Works with any process: CLI tools, interactive TUIs, shells, vim, even top. The test runs in a real PTY with a real xterm terminal emulator, so you test exactly what users see.

See docs/testing.md for the full API reference, key names, patterns, and tips.

TUI Framework (alpha)#

@myobie/pty also includes an experimental declarative TUI framework for building terminal interfaces with reactive signals, layout, and efficient cell-buffer diffing. Import from @myobie/pty/tui.

Alpha — the TUI framework API is unstable and will change. Use it for experiments, not production.

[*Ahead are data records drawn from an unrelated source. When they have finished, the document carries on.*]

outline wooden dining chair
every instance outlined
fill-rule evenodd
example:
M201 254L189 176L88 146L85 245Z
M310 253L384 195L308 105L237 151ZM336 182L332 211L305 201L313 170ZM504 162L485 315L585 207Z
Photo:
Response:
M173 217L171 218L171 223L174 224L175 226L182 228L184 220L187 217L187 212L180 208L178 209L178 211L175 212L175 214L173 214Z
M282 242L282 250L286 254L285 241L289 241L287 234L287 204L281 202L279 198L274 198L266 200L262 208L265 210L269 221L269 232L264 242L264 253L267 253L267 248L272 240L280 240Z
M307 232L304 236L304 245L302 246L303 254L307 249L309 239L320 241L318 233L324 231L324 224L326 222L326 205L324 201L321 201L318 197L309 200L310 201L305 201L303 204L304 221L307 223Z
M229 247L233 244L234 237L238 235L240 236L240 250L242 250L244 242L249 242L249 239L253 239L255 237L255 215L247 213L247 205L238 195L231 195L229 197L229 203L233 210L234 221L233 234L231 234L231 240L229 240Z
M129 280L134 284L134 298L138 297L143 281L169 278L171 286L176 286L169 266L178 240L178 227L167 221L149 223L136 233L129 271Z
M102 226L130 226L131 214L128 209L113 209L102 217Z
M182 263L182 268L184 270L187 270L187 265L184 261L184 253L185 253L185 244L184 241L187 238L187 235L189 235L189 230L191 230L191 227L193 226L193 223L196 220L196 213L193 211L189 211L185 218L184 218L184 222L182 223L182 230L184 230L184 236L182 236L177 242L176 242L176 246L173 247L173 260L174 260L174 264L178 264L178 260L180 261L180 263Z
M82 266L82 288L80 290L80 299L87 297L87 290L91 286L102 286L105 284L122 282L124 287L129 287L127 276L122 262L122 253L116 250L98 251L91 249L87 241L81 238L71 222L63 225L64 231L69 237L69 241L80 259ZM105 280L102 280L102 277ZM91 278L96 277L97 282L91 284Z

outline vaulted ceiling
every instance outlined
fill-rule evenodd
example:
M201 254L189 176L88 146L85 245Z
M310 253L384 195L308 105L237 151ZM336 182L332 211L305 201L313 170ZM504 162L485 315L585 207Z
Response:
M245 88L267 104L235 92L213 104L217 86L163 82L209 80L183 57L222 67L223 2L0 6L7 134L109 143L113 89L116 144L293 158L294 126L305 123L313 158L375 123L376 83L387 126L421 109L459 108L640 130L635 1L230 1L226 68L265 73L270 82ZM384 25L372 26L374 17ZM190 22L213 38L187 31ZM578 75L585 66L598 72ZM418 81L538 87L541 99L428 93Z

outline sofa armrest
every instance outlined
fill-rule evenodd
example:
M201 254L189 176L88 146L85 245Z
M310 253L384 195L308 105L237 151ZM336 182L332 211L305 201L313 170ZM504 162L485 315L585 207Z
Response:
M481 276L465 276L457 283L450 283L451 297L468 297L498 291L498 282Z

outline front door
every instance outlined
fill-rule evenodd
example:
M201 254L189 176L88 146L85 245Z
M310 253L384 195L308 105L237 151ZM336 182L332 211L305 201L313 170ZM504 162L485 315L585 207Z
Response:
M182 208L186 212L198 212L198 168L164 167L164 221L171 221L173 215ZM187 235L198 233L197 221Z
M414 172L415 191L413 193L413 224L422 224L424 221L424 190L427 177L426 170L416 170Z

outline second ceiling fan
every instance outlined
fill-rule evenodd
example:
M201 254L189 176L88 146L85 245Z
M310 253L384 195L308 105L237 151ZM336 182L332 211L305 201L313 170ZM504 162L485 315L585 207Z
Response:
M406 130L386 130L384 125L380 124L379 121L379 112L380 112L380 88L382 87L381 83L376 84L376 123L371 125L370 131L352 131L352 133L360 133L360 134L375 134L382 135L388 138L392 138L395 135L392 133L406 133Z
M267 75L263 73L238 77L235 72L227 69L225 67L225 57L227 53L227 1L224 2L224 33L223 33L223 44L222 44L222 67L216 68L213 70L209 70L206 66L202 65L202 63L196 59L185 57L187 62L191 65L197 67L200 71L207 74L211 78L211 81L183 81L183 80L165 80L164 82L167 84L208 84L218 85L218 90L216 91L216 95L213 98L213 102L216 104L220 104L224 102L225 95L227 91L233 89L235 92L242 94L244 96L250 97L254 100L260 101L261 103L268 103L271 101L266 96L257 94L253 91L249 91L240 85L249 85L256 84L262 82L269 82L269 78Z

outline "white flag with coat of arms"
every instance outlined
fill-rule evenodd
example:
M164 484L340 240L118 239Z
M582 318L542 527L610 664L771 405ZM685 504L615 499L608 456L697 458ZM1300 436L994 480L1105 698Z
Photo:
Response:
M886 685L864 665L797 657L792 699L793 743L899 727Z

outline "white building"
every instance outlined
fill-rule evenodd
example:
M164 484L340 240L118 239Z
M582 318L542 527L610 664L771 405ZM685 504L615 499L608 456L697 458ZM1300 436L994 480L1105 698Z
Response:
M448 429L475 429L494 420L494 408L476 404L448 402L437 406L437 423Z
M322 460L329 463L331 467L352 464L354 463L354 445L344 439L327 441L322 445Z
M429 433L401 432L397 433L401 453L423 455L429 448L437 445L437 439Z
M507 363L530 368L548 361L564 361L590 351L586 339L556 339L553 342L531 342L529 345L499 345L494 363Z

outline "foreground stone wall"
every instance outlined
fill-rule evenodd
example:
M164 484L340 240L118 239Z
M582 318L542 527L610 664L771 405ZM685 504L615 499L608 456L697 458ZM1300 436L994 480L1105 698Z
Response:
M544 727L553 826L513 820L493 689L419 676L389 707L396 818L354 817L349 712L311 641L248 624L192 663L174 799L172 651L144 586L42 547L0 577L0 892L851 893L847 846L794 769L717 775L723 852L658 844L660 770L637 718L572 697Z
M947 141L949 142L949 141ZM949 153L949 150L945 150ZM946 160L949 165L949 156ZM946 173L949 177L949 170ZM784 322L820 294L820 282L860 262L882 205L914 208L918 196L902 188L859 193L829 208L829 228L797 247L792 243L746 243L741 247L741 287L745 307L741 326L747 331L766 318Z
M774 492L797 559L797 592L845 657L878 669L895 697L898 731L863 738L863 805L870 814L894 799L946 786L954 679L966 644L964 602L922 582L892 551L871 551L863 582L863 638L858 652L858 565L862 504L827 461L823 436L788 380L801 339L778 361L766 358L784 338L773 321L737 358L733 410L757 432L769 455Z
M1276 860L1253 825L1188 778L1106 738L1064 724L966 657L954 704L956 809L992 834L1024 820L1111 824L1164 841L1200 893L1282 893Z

The demos/ directory has four working apps built with the framework:

  • file-browser — two-pane directory tree + file preview with soft-wrap and markdown highlighting
  • reminders — full CRUD backed by .md files, three views (list, board, calendar), overlays
  • agent-teams — live dashboard of a simulated AI agent hierarchy with real-time updates
  • playground — interactive catalog of every TUI widget — atoms, layout, inputs, lists, data, overlays, and composition patterns, each with a live example and source snippet. A reference for anyone building on the TUI framework.

Run them with node --experimental-strip-types demos/{name}/main.ts (or ./demos/run <name>). Each demo includes unit tests and PTY integration tests that exercise the testing library.

Skill Reference#

For AI coding agents and automation, see docs/SKILL.md — a concise guide to running and managing background processes with pty, including session lifecycle, common patterns, and rules for well-behaved agents.

Tab Completion#

brew install bash-completion  # required for bash on macOS; zsh works out of the box
npm run install-completions

Prior Art#

pty focuses on session persistence only — no splits, no panes, no window management. On mobile we don't need or want splits, and on desktop we have kitty/ghostty/native terminal splits. Keep things simple.

  • abduco — minimal session management for terminal programs, handling detach and reattach cleanly. A major inspiration for pty.
  • dtach — emulates the detach feature of screen with minimal overhead.
  • GNU Screen — the original terminal multiplexer that pioneered session persistence.
  • tmux — modern terminal multiplexer with session, window, and pane management.